On the next night 60 bombers flew the mission, with some attacking SAM sites. One B-52 was destroyed while attacking one of the sites, and a second damaged so heavily that its crew ejected over Laos, where they were rescued. Two further nights of missions were flown, each by 60 bombers, and were virtually unopposed."
First of new tactics 12/26 2 planes lost
12/27 1 plane lost
12/28-29 no planes lost.
According to this no bombers were lost on 12/29

Your third link gives no totals.

Believe me I was around in 1972. If 15 BUFFs had been lost on one day, it would have been front page news EVERYWHERE.

Were B-52’s dropping anything besides iron bombs in 1972? Carpet bombing seems a difficult way to take out a SAM site. I thought that Phantom wild weasels were taking on SAMS.

Wild weasels

:stuck_out_tongue: What planes? :wink:

Not really related, but in another thread on this board questioning the authenticity of a photo I tumbled across two photos and a video of a B-52 crashing at an airshow. The photos show what looks like someone ejecting out of the plane so I feel its safe to say that the video was amazing. Go to this link and about halfway down on the left they have more links that say B-52down. Go take a look if you’re interested.
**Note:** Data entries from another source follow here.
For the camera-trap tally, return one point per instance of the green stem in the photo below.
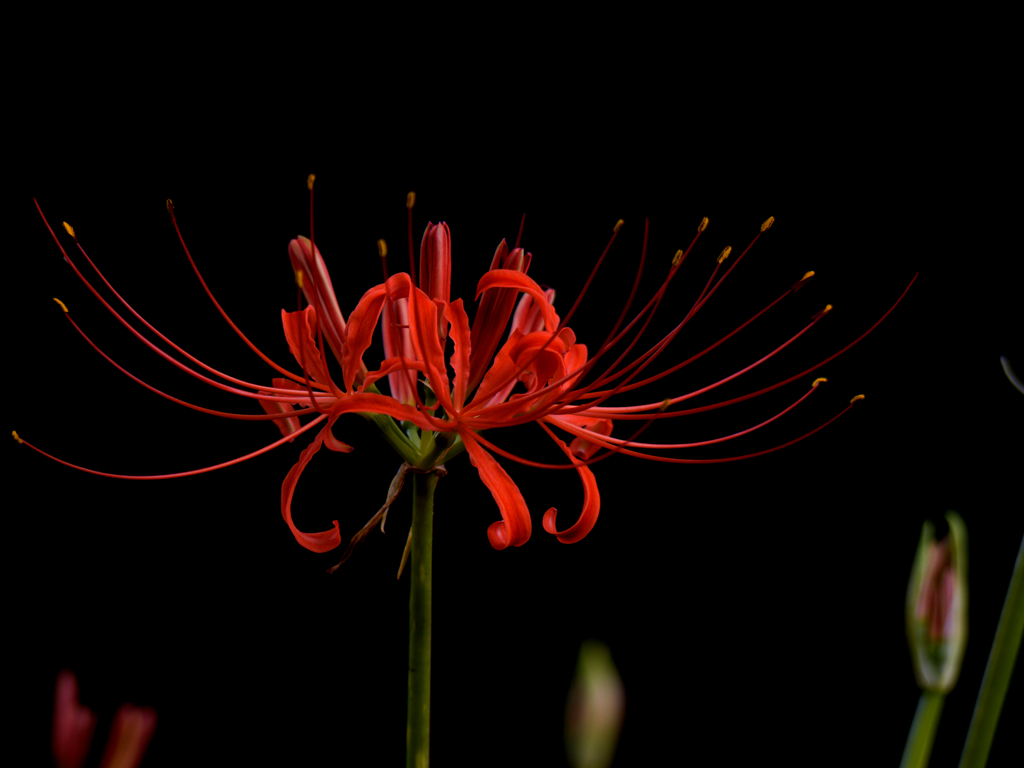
(919, 742)
(997, 672)
(418, 728)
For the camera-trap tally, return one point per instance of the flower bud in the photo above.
(493, 313)
(435, 268)
(936, 606)
(596, 708)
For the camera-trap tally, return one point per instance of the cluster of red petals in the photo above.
(540, 352)
(74, 724)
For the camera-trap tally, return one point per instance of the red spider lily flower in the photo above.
(73, 726)
(428, 417)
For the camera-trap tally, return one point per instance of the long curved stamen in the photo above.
(209, 293)
(620, 413)
(202, 470)
(594, 407)
(593, 273)
(663, 459)
(142, 320)
(663, 374)
(608, 441)
(162, 353)
(241, 417)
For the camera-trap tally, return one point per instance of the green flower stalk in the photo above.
(596, 708)
(936, 629)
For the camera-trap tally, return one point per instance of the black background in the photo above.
(755, 608)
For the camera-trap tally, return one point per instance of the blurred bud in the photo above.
(73, 724)
(936, 606)
(596, 708)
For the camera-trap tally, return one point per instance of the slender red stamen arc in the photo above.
(203, 470)
(412, 256)
(621, 413)
(242, 417)
(160, 351)
(664, 459)
(679, 366)
(607, 441)
(216, 303)
(593, 272)
(142, 320)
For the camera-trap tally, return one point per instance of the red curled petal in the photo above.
(512, 279)
(324, 541)
(456, 314)
(515, 526)
(364, 318)
(591, 501)
(73, 724)
(289, 425)
(300, 331)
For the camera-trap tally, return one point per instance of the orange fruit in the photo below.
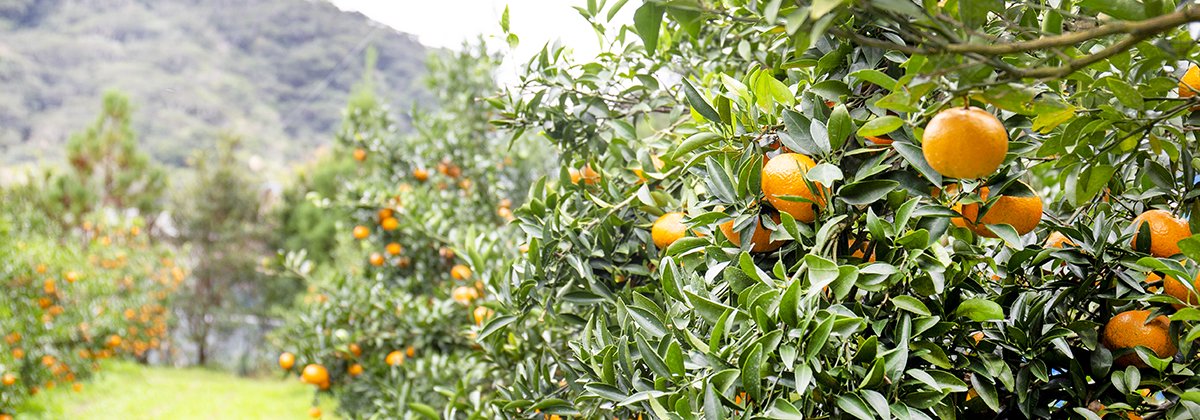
(1020, 211)
(395, 358)
(395, 249)
(361, 232)
(460, 273)
(589, 175)
(784, 175)
(859, 252)
(481, 315)
(1165, 232)
(1057, 240)
(287, 360)
(880, 139)
(1189, 84)
(384, 214)
(465, 294)
(1129, 329)
(390, 223)
(965, 143)
(760, 241)
(315, 375)
(667, 229)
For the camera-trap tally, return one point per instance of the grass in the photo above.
(126, 390)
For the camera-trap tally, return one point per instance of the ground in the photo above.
(125, 390)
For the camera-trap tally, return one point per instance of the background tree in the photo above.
(221, 222)
(107, 169)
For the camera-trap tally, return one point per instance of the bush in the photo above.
(76, 295)
(958, 238)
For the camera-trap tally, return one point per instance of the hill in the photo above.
(276, 72)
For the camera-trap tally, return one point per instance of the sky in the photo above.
(448, 23)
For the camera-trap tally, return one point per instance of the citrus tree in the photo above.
(75, 295)
(387, 324)
(859, 209)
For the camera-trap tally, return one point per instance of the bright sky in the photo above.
(448, 23)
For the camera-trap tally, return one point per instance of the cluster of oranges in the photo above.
(970, 143)
(124, 288)
(318, 375)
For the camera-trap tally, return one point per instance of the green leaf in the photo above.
(768, 91)
(855, 406)
(881, 126)
(1125, 10)
(876, 77)
(912, 154)
(867, 192)
(423, 409)
(695, 142)
(648, 22)
(981, 310)
(797, 136)
(697, 101)
(819, 337)
(751, 376)
(1126, 94)
(647, 322)
(987, 391)
(911, 305)
(504, 19)
(840, 126)
(820, 7)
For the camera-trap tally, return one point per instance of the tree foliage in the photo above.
(107, 169)
(221, 220)
(889, 303)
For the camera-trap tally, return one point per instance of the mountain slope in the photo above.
(276, 72)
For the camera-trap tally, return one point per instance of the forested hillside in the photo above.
(275, 72)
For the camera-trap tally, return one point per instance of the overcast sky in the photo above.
(448, 23)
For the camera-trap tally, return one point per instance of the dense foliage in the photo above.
(389, 321)
(73, 297)
(265, 70)
(810, 209)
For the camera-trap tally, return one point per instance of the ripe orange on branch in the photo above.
(315, 375)
(361, 232)
(1189, 84)
(395, 358)
(1023, 213)
(784, 175)
(1165, 232)
(965, 143)
(1129, 329)
(667, 229)
(460, 273)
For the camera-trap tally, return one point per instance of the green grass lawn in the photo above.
(125, 390)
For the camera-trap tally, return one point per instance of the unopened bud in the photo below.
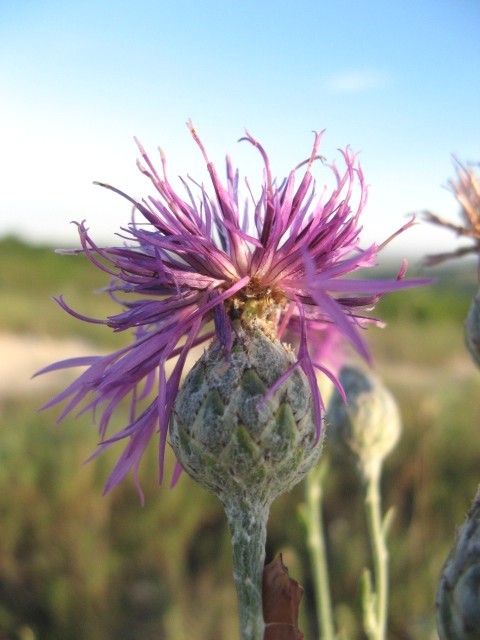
(472, 329)
(231, 440)
(457, 602)
(368, 426)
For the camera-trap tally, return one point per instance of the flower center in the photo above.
(257, 301)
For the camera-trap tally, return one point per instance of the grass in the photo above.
(77, 565)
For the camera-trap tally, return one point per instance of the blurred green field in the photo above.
(78, 566)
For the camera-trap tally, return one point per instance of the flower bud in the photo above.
(231, 440)
(457, 602)
(472, 329)
(368, 426)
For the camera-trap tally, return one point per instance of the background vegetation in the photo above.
(80, 566)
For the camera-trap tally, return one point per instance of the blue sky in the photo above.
(398, 81)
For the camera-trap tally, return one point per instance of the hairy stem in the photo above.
(317, 549)
(379, 553)
(248, 527)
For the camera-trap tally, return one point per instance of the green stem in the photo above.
(248, 528)
(379, 552)
(317, 549)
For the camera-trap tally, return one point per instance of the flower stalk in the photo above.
(313, 521)
(376, 603)
(247, 520)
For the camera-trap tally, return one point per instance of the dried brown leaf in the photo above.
(281, 601)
The B-52 wing was set at a high angle of incidence relative to the centerline of the fuselage. This was necessary because the long, tandem layout of the landing gear prevented rotation on takeoff. The wing had to have adequate angle of attack to develop take-off lift without rotation of the fuselage.

That accounts for the relatively low-nose attitude on landing and takeoff.

The preliminary design tests of the tandem landing gear for the B-52 were done on a modified Martin B-26(G) because the G model also had a wing with a high angle of incidence.

That’s one hell of a bank for a BUF. No wonder it flew sorta like a brick.

I grew up in Midwest City OK and my dad, in his USAF days worked at Tinker. So I’ve seen plenty of B-52’s, various fighters and AWACS.

Oh, it’s real. The 1994 Fairchild AFB air show practice. The pilot was well known for pushing the B-52 hard… And violating as many regs doing it as he could.

This is the Wikipedia article about him. This was the best article I found on the crash… I really don’t like that the page is basically just a laundry list of all of the errors the pilot ever made. I really hope that if I ever crash, I don’t end up with an article like this. The only positive thing it says about him is “Many considered him to be the best B-52 pilot in the fleet.” All the rest is all negative.

Thank you for that update.

From wiki:
His actions between May 1991 and June 1994 would foreshadow the end of his life, as well as the lives of his three crew members, when the B-52 he was piloting crashed and burned during the rehearsal for an airshow.

Although seeing something like that with a plane so large is still amazing, I was saddened to learn that there were no survivors.

Bloody hell, the second picture has a strangely muted tagline about loosing altitude :eek:

Is that a crew member ejecting I can see above the tail fin?